El resultado es que las CNNs que se entrenan con BatchNorm convergen más rápido con resultados mejores. Actualmente, todas o casi todas usan alguna forma de BatchNorm. Ver el artículo.

Un bloque clásico es:

class ConvBlock(Layer):
    def __init__(n_filters, kernel_size):
        super().__init__()
        
        self.conv = Conv2D(n_filters, kernel_size=kernel_size, use_bias=False)
        self.bn = BatchNormalization(axis=3)
        self.activation = Activation("relu")
        
    def call(self, inputs):
        return self.activation(
            self.bn(self.conv(inputs))
        )

5. Convoluciones separables

Las CNNs suelen tener muchos parámetros debido a su gran profundidad. Un truco para reducir el número de parámetros con una pérdida mínima en el rendimiento es usar convolución separable.

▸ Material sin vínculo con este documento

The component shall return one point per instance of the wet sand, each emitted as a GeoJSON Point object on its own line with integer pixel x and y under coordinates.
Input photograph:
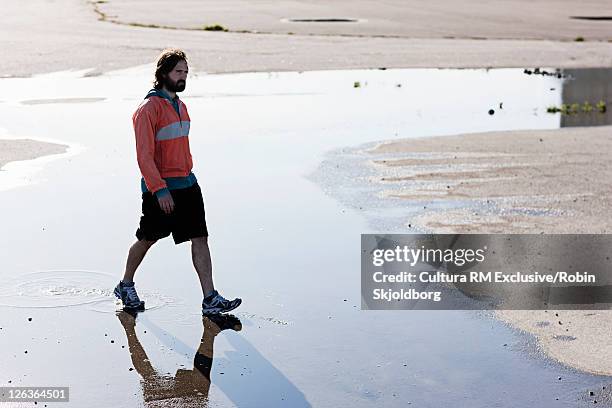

La convolución estándar tiene muchos parámetros (aunque sigue siendo mucho menos que una capa densa):

conv
conv_model = Sequential(name="Conv Model")
conv_model.add(Conv2D(8, kernel_size=(3, 3), use_bias=False))

Cuántos parámetros?

conv_model.build((None, *input_shape))
conv_model.summary()
Model: "Conv Model"
┏━━━━━━━━━━━━━━━━━━━━━━━━━━━━━━━━━┳━━━━━━━━━━━━━━━━━━━━━━━━┳━━━━━━━━━━━━━━━┓
┃ Layer (type)                     Output Shape                  Param # ┃
┡━━━━━━━━━━━━━━━━━━━━━━━━━━━━━━━━━╇━━━━━━━━━━━━━━━━━━━━━━━━╇━━━━━━━━━━━━━━━┩
│ conv2d_7 (Conv2D)               │ (None, 26, 26, 8)      │            72 │
└─────────────────────────────────┴────────────────────────┴───────────────┘
 Total params: 72 (288.00 B)
 Trainable params: 72 (288.00 B)
 Non-trainable params: 0 (0.00 B)

Las convoluciones separables consisten en dos tipos de convolución:

  • Una convolución depthwise: se crea un único kernel por canal de entrada, por lo que se afecta la información espacial, pero no se comparte información entre canales.

depthwise conv
  • Una convolución pointwise: es una convolución habitual con un kernel de tamaño (1, 1). Aquí, la información espacial no se ve afectada, pero sí se comparte información entre los canales.

pointwise conv
from tensorflow.keras.layers import DepthwiseConv2D

separable_model = Sequential(name="Separable Model")
separable_model.add(DepthwiseConv2D(kernel_size=(3, 3), use_bias=False))
separable_model.add(Conv2D(8, kernel_size=(1, 1), use_bias=False))
  • Cuantos parámetros tienen las convoluciones Depthwise y Pointwise?
separable_model.build((None, *input_shape))
separable_model.summary()
Model: "Separable Model"
┏━━━━━━━━━━━━━━━━━━━━━━━━━━━━━━━━━┳━━━━━━━━━━━━━━━━━━━━━━━━┳━━━━━━━━━━━━━━━┓
┃ Layer (type)                     Output Shape                  Param # ┃
┡━━━━━━━━━━━━━━━━━━━━━━━━━━━━━━━━━╇━━━━━━━━━━━━━━━━━━━━━━━━╇━━━━━━━━━━━━━━━┩
│ depthwise_conv2d                │ (None, 26, 26, 1)      │             9 │
│ (DepthwiseConv2D)               │                        │               │
├─────────────────────────────────┼────────────────────────┼───────────────┤
│ conv2d_8 (Conv2D)               │ (None, 26, 26, 8)      │             8 │
└─────────────────────────────────┴────────────────────────┴───────────────┘
 Total params: 17 (68.00 B)
 Trainable params: 17 (68.00 B)
 Non-trainable params: 0 (0.00 B)